A agrônoma tem 24 anos, solteira e sem filhos, nasceu e cresceu no campo, os pais inicialmente eram produtores de leite, cultivaram fumo e soja, mas nos últimos anos se especializaram na cultura da soja e fazem terminação de gato no inverno, ela relata que por esse contato escolheu fazer agronomia
Atualmente mora em RS-Canguçu para ter maior contato com o campo, com o sol, andar na lavoura, “eu sou apaixonada pelo campo, por ver a lavoura crescendo”, relata a agrônoma. Além de atuar no campo, a agrônoma estagiou e trabalhou com a análise do mercado de commodities.

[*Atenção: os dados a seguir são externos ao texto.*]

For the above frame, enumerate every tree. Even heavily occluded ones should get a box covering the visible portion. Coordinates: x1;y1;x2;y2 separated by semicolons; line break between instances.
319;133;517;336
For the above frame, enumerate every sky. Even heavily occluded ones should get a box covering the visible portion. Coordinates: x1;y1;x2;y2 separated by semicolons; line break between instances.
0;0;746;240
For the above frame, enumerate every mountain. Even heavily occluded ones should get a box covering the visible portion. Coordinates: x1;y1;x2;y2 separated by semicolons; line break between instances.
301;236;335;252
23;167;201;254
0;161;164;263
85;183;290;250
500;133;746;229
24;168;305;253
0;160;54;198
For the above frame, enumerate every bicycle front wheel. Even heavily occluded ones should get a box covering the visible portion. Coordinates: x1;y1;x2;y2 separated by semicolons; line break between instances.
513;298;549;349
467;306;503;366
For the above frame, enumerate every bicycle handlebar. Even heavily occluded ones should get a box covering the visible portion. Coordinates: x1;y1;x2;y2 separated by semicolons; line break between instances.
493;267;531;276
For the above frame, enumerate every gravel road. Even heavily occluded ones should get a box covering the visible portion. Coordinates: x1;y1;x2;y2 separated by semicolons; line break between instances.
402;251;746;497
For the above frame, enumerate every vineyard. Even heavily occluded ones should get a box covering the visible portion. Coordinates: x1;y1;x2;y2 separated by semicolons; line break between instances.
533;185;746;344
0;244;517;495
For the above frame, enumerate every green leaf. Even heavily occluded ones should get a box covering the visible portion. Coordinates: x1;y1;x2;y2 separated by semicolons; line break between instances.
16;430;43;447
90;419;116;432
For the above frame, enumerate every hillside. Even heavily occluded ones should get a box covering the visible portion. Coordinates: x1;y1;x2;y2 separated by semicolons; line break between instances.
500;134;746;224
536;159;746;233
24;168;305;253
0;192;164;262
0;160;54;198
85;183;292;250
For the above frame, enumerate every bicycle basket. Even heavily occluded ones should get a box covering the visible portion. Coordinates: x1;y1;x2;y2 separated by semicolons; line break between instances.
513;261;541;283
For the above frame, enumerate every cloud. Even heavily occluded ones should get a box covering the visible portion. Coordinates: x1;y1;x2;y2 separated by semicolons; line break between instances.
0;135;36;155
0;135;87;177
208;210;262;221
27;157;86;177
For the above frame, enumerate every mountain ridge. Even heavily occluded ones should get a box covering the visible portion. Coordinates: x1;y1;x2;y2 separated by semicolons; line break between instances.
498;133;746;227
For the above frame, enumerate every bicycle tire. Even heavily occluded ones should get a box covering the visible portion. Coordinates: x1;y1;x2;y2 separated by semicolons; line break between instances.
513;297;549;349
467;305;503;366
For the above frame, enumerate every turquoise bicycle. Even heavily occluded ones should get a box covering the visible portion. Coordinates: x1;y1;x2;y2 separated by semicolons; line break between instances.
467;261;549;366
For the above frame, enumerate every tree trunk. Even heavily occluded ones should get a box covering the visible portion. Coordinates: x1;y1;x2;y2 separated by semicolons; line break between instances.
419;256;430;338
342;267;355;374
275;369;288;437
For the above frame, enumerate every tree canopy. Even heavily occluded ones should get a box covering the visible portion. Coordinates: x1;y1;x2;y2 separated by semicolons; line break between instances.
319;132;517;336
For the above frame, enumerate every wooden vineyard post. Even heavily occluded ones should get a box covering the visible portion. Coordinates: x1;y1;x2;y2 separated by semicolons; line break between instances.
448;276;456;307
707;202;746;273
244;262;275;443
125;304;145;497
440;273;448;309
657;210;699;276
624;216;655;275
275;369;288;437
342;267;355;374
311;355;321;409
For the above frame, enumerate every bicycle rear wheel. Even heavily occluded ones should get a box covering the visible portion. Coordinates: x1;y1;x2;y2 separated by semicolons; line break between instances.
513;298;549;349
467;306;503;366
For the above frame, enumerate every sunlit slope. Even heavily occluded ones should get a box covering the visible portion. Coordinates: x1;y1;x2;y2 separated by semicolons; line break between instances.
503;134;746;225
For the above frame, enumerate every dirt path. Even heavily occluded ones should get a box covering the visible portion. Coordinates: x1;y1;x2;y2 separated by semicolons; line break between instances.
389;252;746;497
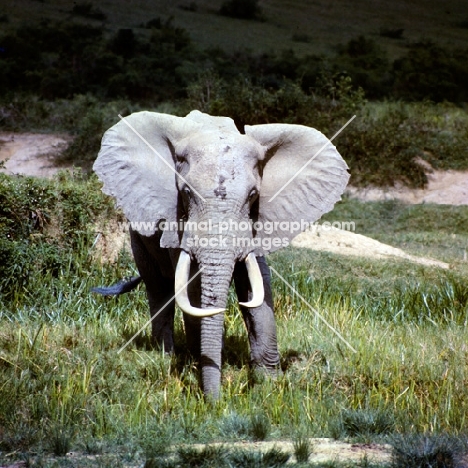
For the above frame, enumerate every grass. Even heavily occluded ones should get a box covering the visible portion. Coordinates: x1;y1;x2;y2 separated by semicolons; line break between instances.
0;0;468;57
0;176;468;467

A escolha por essa área se deu por presenciar muitos agricultores tendo dificuldade de comercializar seu produto no melhor momento do mercado.
O amor pelo campo une gerações , uma tradição familiar, os filhos absorvem a experiência vivenciada, tendo em casa um exemplo de empreendedorismo e produção rural , Daiana e tantos outros herdeiros de propriedade rurais já têm em mente o caminho a ser trilhado, hoje a agronoma está começando a empreender, e futuramente vai ser uma das sucessoras do pai junto aos irmãos.
Daiana Griep participou de reuniões e eventos onde em muitos deles ela era a única mulher “eu gosto de usar rosa porque é facilmente identificado que ali tem uma mulher e que a gente está buscando espaço” fala a agrônoma.